This was a multicenter, phase II, randomized, double-blind, placebo-controlled study conducted in eight countries and involving 60 study centers ranging from hospitals to research clinics where patients were being treated for noncancer pain. Treatment duration was 4 weeks. The trial was designed by Janssen Research Foundation and ran from March 1999 to 2000. The study was conducted in accordance with the principles of the Declaration of Helsinki and the principles of good clinical practice (GCP), and all participants gave written informed consent before they were admitted to the trial. The final study protocol and amendments were approved by independent Ethics Committees or the appropriately constituted Institutional Review Boards (IRBs).
The clinical development program for prucalopride was stopped in 2003 by Janssen Research foundation after an internal strategic prioritization exercise, and was transferred to Movetis N.V. in 2007 as part of a portfolio of GI compounds that is now being further developed.

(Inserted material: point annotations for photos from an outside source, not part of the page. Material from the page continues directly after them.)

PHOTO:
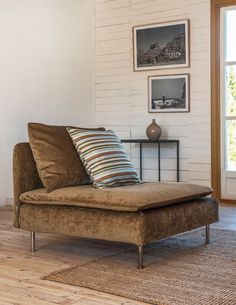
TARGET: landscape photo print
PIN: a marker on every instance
(168, 93)
(164, 45)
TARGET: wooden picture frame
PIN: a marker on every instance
(169, 93)
(161, 45)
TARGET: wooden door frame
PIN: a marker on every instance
(216, 5)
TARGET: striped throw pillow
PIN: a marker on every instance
(104, 157)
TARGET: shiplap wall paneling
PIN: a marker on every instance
(121, 101)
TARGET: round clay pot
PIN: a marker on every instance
(153, 131)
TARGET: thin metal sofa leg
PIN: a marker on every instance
(32, 239)
(140, 257)
(208, 234)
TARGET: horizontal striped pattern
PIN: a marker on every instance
(104, 158)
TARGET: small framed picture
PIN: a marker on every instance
(163, 45)
(168, 93)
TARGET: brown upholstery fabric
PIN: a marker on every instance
(25, 174)
(57, 160)
(137, 228)
(126, 198)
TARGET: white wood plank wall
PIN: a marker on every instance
(121, 94)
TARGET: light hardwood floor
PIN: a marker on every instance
(21, 271)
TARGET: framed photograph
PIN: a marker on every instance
(168, 93)
(163, 45)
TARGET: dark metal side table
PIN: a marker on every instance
(141, 142)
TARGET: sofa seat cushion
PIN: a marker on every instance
(130, 198)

At this time, the data from this randomized, controlled trial investigating the effect of prucalopride on OIC were reviewed. It was decided that these data were of general interest and should be offered for publication.
Male and female (non-pregnant and non-breastfeeding) outpatients of at least 18 years of age were eligible to enter the 2-week run-in period (3 weeks if the patient was using agents that influenced bowel habit) if they had OIC clearly secondary to chronic daily opioid use, starting at least 2 weeks prior to the first visit and expected to last for at least 6 further weeks, expected to stay on a minimum daily dose of the same opioid for at least 6 weeks, and with no history of chronic constipation prior to commencement of opioid therapy. Patients were recruited with chronic pain of any etiology (except cancer) that required daily maintenance treatment with opioids. Patients taking laxatives were required to stop their use during run-in and switch to the rescue medication [Dulcolax® (bisacodyl) and/or enemas].
Patients were eligible for randomization if, during the run-in period, patient-completed diary of bowel movements recorded a weekly average of two or fewer spontaneous bowel movements that resulted in a feeling of complete evacuation (SCBM), if they answered positively on the question “if they were bordered by their constipation?” and if they had stopped laxative treatment and switched to bisacodyl and enemas. A spontaneous bowel movement (SBM) is a bowel movement not preceded within a period of 24 h by the intake of a laxative agent. Patients were excluded if their constipation was thought to be caused by factors other than opioid therapy, such as other drugs, endocrine, metabolic, neurological, or other serious illnesses.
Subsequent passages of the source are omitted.